History-Based Throttling of Distributed Denial-of-Service Attacks

Distributed Denial-of-Service (DDoS) attack has been identified as one of the most serious threats to Internet services. The attack denies service to legitimate users by flooding and consuming network resources of the target server. We propose a distributed defense mechanism that filters out malicious traffic and allows significant legitimate traffic during an actual attack. We investigate the features of network traffic that can be used to do such filtration and describe a history-based profiling algorithm to identify legitimate traffic. We use Bloom filters to efficiently implement the history-based profile model, which serves to reduce the communication and computation costs. To further improve communication and computation costs, we describe two optimizations: (a) using only three octets of the IP address to generate the history profile, and (b) a data structure called Compacted Bloom Filter, which is a modified version of a regular Bloom filter.
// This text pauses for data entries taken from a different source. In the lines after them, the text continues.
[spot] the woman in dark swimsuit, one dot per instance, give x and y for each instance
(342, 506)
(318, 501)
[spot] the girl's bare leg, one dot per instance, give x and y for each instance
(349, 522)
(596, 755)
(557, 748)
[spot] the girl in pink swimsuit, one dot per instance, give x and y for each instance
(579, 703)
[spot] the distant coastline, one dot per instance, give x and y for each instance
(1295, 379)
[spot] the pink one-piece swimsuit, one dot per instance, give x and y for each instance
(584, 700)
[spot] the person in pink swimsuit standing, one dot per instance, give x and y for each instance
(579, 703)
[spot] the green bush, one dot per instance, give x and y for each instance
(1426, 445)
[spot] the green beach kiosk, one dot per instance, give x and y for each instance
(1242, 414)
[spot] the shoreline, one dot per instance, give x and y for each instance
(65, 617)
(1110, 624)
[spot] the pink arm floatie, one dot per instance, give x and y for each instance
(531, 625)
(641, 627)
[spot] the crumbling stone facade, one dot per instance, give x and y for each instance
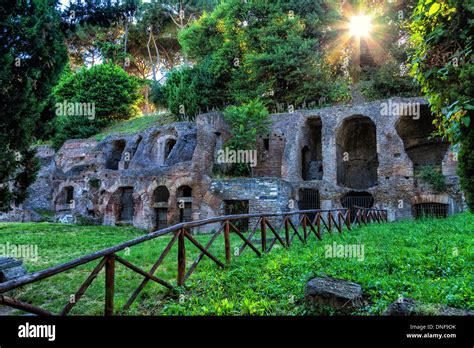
(323, 158)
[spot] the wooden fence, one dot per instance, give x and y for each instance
(293, 224)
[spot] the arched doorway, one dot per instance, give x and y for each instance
(185, 203)
(355, 199)
(356, 152)
(422, 149)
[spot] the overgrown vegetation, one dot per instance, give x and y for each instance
(136, 124)
(247, 122)
(428, 260)
(105, 92)
(32, 57)
(442, 65)
(259, 49)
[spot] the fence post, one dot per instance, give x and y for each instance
(330, 221)
(109, 285)
(227, 241)
(304, 227)
(181, 257)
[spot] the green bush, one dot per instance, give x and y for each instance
(247, 122)
(466, 166)
(273, 51)
(188, 91)
(386, 81)
(111, 95)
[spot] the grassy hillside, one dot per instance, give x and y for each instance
(136, 124)
(429, 260)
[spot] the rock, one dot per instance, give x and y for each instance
(409, 306)
(339, 294)
(65, 218)
(10, 268)
(401, 307)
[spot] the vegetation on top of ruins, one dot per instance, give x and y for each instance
(442, 65)
(428, 260)
(111, 95)
(246, 122)
(196, 55)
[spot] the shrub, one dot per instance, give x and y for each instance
(386, 81)
(188, 91)
(111, 94)
(246, 122)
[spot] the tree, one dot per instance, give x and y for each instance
(268, 50)
(33, 55)
(441, 34)
(247, 121)
(104, 93)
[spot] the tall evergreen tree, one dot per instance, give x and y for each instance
(33, 55)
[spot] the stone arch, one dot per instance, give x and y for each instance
(162, 146)
(311, 152)
(417, 142)
(115, 154)
(356, 153)
(184, 195)
(160, 205)
(123, 205)
(430, 206)
(352, 199)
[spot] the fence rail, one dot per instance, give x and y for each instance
(293, 224)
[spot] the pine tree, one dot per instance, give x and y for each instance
(33, 55)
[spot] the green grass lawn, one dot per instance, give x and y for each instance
(429, 260)
(136, 124)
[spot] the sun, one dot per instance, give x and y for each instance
(360, 25)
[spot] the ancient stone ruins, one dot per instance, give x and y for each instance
(363, 154)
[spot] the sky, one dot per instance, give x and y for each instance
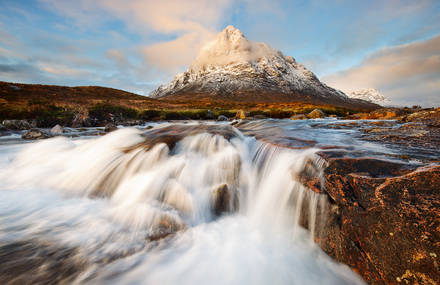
(390, 45)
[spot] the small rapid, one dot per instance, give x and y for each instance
(209, 206)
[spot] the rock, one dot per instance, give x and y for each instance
(222, 118)
(298, 117)
(316, 114)
(81, 119)
(240, 115)
(430, 118)
(385, 220)
(14, 87)
(35, 134)
(110, 128)
(165, 226)
(56, 130)
(224, 200)
(16, 124)
(132, 122)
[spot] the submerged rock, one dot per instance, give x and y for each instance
(260, 117)
(240, 115)
(57, 130)
(17, 124)
(224, 200)
(222, 118)
(110, 128)
(35, 134)
(298, 117)
(316, 114)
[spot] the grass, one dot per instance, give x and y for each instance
(50, 105)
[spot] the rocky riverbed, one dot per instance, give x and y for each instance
(365, 191)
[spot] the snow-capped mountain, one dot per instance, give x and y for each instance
(234, 68)
(370, 95)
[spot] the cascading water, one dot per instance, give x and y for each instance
(212, 209)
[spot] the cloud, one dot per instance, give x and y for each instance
(407, 74)
(190, 24)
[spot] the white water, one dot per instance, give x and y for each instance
(106, 198)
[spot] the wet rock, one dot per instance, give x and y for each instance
(386, 221)
(110, 128)
(240, 115)
(35, 134)
(57, 130)
(222, 118)
(81, 119)
(16, 124)
(381, 114)
(172, 134)
(210, 115)
(316, 114)
(298, 117)
(165, 226)
(260, 117)
(39, 262)
(224, 200)
(132, 122)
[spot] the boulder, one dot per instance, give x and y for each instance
(210, 115)
(316, 114)
(224, 200)
(81, 119)
(240, 114)
(222, 118)
(385, 220)
(298, 117)
(16, 124)
(56, 130)
(110, 128)
(35, 134)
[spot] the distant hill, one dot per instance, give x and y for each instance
(47, 105)
(18, 94)
(232, 68)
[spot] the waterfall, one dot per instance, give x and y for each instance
(159, 214)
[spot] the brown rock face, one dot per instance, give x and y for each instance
(387, 222)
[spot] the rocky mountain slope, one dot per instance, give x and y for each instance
(234, 68)
(370, 95)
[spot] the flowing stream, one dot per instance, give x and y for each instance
(205, 209)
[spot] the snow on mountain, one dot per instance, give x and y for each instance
(232, 67)
(370, 95)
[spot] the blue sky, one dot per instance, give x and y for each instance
(390, 45)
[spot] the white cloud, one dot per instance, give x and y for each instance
(407, 74)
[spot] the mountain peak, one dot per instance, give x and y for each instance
(231, 47)
(370, 95)
(233, 68)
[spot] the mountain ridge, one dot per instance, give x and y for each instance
(233, 68)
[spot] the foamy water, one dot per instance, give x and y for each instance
(210, 211)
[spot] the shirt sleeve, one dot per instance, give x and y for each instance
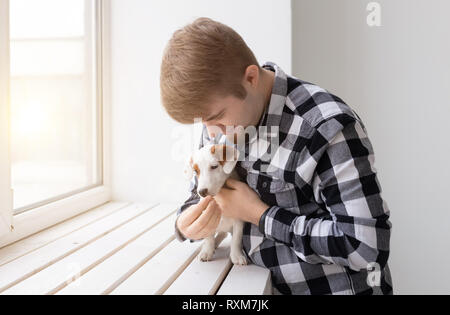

We use these notions as building blocks to describe a distributed framework called Collaborative Filtering for filtering attack traffic as far away as possible from the target server. The proposed techniques identify a set of nodes that are best suited for filtering attack traffic, and places the Bloom filters in these locations. The approach is evaluated on different real-world data sets from Auckland University, CAIDA, and Colorado State University. Under different experimental settings, we demonstrate that 70–95% attack traffic can be filtered by our approach while allowing the flow of a similar percentage of legitimate traffic.